Doctoral Student Seminar: Chen Xu and Rajagopal Venkatesarami

Feb 28
12:30 PM
Lopata 101

Rajagopal Venkatesaramani

Title : Reidentification in Genomic Databases with Publicly Available Facial Images

Abstract: In this study, we evaluate the risk of reidentification of an individual in a genomic database containing single-nucleotide polymorphisms (SNPs), based on their face images. Previous studies have demonstrated that it is possible to reconstruct faces and predict other phenotypic information given an individual's DNA, although the effectiveness of such approaches may have been inflated due to the availability of high-resolution 3D images and a select small population. In contrast, we study how effective such approaches are "in the wild" using publicly shared data on OpenSNP as well as other public resources, such as Google. We study how the effectiveness of such identification approaches is influenced by population heterogeneity, as well as how we can significantly increase privacy by minimally limiting disclosed genomic information.
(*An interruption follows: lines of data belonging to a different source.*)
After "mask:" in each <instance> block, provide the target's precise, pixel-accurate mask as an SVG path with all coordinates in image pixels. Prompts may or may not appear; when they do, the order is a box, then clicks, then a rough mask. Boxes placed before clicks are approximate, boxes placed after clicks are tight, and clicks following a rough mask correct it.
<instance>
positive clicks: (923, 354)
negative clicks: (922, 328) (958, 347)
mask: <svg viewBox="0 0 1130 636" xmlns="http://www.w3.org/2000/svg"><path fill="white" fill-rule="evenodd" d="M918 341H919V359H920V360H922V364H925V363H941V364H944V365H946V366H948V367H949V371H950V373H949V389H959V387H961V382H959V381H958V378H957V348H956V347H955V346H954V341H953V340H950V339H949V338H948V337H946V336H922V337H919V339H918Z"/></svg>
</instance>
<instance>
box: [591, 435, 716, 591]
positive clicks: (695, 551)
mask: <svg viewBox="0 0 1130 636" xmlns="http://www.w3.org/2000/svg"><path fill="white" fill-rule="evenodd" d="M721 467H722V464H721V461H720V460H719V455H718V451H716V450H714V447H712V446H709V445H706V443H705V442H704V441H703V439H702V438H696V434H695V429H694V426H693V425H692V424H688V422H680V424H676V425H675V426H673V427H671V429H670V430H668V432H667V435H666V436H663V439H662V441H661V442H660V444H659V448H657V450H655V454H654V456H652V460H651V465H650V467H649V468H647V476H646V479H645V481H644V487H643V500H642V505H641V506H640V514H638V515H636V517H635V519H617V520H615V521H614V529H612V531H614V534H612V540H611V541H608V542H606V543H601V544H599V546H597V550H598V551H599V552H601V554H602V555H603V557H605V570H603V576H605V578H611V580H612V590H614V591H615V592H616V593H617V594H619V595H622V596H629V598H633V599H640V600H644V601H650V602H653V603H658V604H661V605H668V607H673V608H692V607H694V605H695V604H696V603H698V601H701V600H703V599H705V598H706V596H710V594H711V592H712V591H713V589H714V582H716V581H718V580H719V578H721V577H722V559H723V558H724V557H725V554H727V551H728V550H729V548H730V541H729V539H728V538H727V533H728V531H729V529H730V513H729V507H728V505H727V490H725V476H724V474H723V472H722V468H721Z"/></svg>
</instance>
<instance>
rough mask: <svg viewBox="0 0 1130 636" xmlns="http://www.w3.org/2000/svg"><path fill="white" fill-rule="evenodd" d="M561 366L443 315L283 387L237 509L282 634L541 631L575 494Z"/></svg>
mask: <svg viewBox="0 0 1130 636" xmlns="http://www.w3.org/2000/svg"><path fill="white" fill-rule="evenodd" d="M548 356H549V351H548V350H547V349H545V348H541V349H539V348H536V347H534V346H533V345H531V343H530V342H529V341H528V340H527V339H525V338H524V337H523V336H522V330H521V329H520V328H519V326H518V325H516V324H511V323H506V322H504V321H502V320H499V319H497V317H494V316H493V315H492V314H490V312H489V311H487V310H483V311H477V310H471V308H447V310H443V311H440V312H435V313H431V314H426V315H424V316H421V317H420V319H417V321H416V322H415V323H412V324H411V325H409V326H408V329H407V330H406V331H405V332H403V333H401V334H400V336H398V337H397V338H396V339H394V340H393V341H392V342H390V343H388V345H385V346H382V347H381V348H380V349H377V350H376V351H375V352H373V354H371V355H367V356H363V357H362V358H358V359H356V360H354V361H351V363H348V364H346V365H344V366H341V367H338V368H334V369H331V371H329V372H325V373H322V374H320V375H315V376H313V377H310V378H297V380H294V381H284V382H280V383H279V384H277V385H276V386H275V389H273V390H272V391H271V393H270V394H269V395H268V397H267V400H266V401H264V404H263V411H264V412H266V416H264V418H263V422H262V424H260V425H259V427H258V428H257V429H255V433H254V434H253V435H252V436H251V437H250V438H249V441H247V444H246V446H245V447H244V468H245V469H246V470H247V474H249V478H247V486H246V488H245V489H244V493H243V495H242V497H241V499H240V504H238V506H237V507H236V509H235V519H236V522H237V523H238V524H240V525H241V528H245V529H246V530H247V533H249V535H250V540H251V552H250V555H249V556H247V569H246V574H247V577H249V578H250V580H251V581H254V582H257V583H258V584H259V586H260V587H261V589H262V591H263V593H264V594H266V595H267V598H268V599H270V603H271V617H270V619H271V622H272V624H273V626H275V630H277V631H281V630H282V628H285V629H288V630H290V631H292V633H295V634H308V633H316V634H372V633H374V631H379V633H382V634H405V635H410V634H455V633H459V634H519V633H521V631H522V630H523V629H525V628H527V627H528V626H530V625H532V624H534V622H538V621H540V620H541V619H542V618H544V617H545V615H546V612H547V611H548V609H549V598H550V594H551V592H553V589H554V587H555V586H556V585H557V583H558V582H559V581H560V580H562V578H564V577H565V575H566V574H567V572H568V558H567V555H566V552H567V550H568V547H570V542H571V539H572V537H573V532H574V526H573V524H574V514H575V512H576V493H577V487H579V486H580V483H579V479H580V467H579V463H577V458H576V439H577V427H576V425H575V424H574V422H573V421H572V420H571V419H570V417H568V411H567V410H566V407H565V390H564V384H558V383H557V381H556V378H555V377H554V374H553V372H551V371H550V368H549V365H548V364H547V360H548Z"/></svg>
Our methods first link publicly available face images and OpenSNP data. We then use machine learning techniques to first derive specific phenotypes from face images, and then probabilistically link them to genomes to assess reidentification risk. Subsequently, we investigate adversarial machine learning techniques as potential defenses against reidentification.

Chen Xu

Title: Implementing responsive and low-overhead preemption in Cilk runtime system

Abstract: Modern parallel platforms, such as clouds or servers, are often shared among multiple parallel jobs. There has been a lot of theoretical work on designing scheduling policies for multiple parallel jobs on such platforms. Most of those scheduling policies need support from runtime systems on doing dynamic allocation of cores between parallel jobs while they are executing. However, most parallel runtime systems, such as Cilk, are designed to run a single parallel job. Re-allocating cores among parallel jobs in those runtime systems will be extremely inefficient. In this work, we present a multi-programmed Cilk runtime system that supports running multiple parallel jobs. Features of this runtime system include a customizable scheduler over a scheduling interface that lets system designers implement their scheduling policy and a client-server architecture that allows users to submit jobs to the runtime system dynamically. One important feature of the multi-programmed Cilk runtime system is the responsive and low-overhead preemption mechanism which allows fast re-allocation of cores between parallel jobs. This talk will focus on how we implemented such a preemption mechanism. We tested the efficiency of our implementation and observed low overhead. We also applied the runtime system to two multi-programmed scenarios and observed improvement of scenario-specific criteria for both of them.